This is the first in a series of editorial comments, written especially for
those users of the Journal Citation Report® (JCR)
with an interest in deepening their understanding of that product.
The topics addressed in this series all arise from the comments we receive
regarding JCR data and its appropriate use. Our goal is to answer
commonly asked questions, to provide new ideas to help our users develop cogent
journal evaluation methods, and to remind users and critics alike about the
many JCR applications.
Cited Title Unification or Making a Molehill out of a Mountain
Key to an understanding of the value of a citation index is the recognition
that the birth of citation indexing was closely tied to a desire to apply machine
automation to the organization and management of scientific literature. Machine-generated
indexing offered a way of reducing the amount of human intervention for subject
classification and indexing. The computer promised a reduction in the processing
time required for incorporation of a bibliographic record into a computerized
database as well. (For more on this, read our essay on the history of citation
indexing).
But by virtue of its incorporation into a database or machine-readable file, the bibliographic record must be standardized in order to facilitate and maximize retrieval of results.
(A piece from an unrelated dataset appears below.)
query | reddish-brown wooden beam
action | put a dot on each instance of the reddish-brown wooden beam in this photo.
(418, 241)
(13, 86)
A simple example of how standardization might be required can be seen in the various abbreviations for journal titles in records produced from a wide variety of journals and publishers. For instance, the journal title may be referenced as J CHROM or it may read J CHROMATOGR. Different disciplines, even different publishing organizations, have established their own bibliographic styles and practices over time. How does a database producer impose order on a widely divergent set of records?
Database producers, such as Thomson Scientific, generally have established processes for imposing standardization on the various data, known as unification. In particular, journal title unification may be defined as the process whereby a computer locates data strings that match known variant title spellings and updates them to an associated standard or preferred title spelling.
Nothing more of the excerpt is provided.